Both Spanish language dailies ran daily stories and columns on the labor fights to end “exploitation.” El Diario provided an outlet for grievances which allowed journalist Jose Lumen Roman to magnify and perhaps multiply the initial efforts of workers, lending support and legitimacy to their complaints. Complaints were referrd to unions, the CLC, the MD and other agencies and and Lumen himself presented hundreds of complaint letters when he testified in Congress at the McClellan hearings.  For years, he kept the complaints and demands of Latino workers on the front cover of El Diario.

Diario-11-march-1956

Between 1953 and the early 1960s, workers, unions and their allies carried out a pitched fight against the corrupt racket unions typical of the low wage, low skill factories described above.  The process became the center of Puerto Rican-labor movement relationship at many levels, mobilizing the resources that other Puerto Rican gained from membership in higher skill, higher pay positions and their membership in legitimate unions.  The critical piece in this linkage was the support of the Central Labor Council—a consensus emerged among these leaders that the problem was simultaneously political, moral, and economic and could be framed as one central to the core goals and principles of the labor movement.

 


Continue to The Central Labor Council and the AFL-CIO

[8] Complaint files, Collection, Series 4, File 20/11, Collection RG1-027, AFL-CIO Archive, University of Maryland Special Collections.
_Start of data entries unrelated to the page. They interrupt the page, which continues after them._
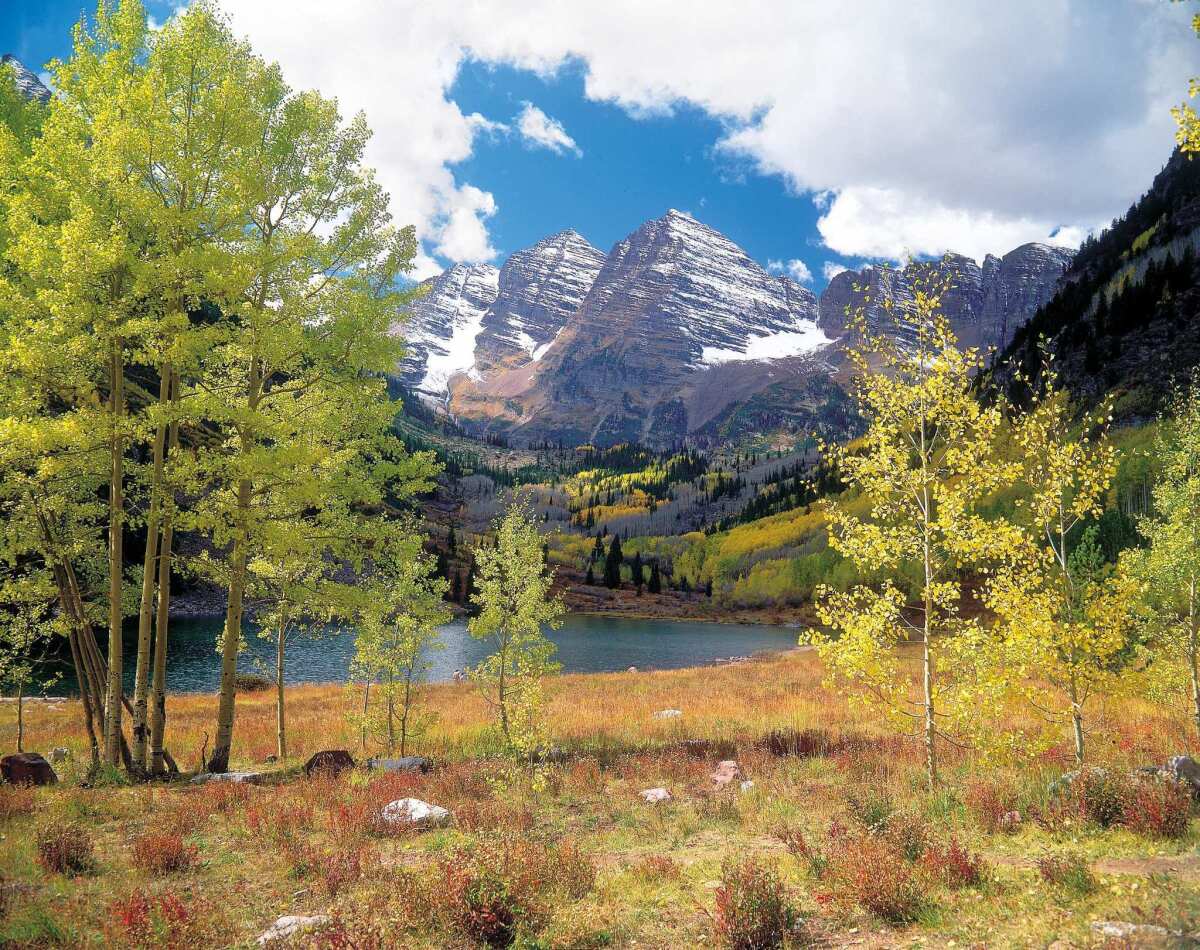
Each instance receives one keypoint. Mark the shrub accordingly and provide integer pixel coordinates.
(1069, 872)
(953, 865)
(1158, 807)
(751, 906)
(151, 921)
(869, 872)
(65, 849)
(163, 854)
(16, 801)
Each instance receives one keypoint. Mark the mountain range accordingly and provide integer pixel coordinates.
(675, 334)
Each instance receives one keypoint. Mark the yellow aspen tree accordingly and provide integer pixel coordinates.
(923, 467)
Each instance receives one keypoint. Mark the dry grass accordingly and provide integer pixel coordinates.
(639, 873)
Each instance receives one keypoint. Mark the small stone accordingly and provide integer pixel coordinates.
(415, 812)
(27, 768)
(406, 763)
(726, 773)
(331, 762)
(235, 777)
(292, 925)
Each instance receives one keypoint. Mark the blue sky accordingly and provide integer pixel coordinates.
(803, 132)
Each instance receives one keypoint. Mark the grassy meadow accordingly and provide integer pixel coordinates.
(844, 842)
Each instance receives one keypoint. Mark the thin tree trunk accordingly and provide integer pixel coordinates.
(281, 749)
(113, 735)
(226, 708)
(149, 575)
(162, 621)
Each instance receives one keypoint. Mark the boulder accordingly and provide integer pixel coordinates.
(331, 762)
(27, 768)
(235, 777)
(726, 773)
(291, 926)
(415, 812)
(406, 763)
(1187, 770)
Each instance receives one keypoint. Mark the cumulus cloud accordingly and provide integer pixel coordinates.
(796, 269)
(917, 127)
(831, 269)
(541, 132)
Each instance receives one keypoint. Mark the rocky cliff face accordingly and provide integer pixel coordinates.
(984, 305)
(27, 82)
(675, 334)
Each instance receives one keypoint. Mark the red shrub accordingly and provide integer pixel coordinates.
(65, 849)
(753, 911)
(954, 865)
(163, 854)
(151, 921)
(1158, 807)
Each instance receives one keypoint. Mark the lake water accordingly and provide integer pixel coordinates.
(586, 644)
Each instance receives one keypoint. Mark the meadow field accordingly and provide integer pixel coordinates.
(835, 843)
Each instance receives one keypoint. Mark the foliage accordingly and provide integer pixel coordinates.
(514, 605)
(753, 911)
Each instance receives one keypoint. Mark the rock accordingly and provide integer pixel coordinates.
(415, 812)
(27, 768)
(407, 763)
(292, 925)
(237, 777)
(726, 773)
(331, 762)
(1122, 930)
(1187, 770)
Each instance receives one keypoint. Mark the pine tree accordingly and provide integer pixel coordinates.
(612, 564)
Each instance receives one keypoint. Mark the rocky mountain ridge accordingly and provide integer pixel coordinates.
(675, 335)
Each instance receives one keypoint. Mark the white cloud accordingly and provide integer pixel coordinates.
(543, 132)
(831, 269)
(966, 125)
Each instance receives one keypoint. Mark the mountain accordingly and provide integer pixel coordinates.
(27, 82)
(1126, 318)
(675, 335)
(985, 305)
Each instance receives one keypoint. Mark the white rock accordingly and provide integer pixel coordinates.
(237, 777)
(415, 812)
(292, 925)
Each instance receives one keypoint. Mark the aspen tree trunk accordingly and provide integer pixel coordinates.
(114, 695)
(159, 679)
(226, 708)
(281, 746)
(149, 573)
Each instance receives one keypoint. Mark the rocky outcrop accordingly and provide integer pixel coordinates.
(985, 305)
(28, 84)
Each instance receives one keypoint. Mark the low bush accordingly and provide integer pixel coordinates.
(16, 801)
(65, 849)
(1067, 871)
(753, 911)
(953, 865)
(1158, 807)
(163, 853)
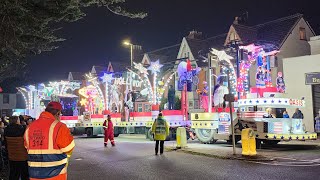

[9] “Puerto Ricans Victoriously Defeat Racketeers,” The Labor Leader, November-December 1957; “249 trabajadores optan por permanecer en unión,” El Diario, 26 November 1957.

[10] “Puerto Rican workers victims of racketeers,” The Labor Leader, December 1956.

[11] John C. Cort, Dreadful Conversions: The Making of a Catholic Socialist (New York: Fordham University Press, 2003).

[12] Weekly Report, Clarence Senior to Blas Olveras, 6 November 1957, Box 2948, OGPRUS, Centro Archive.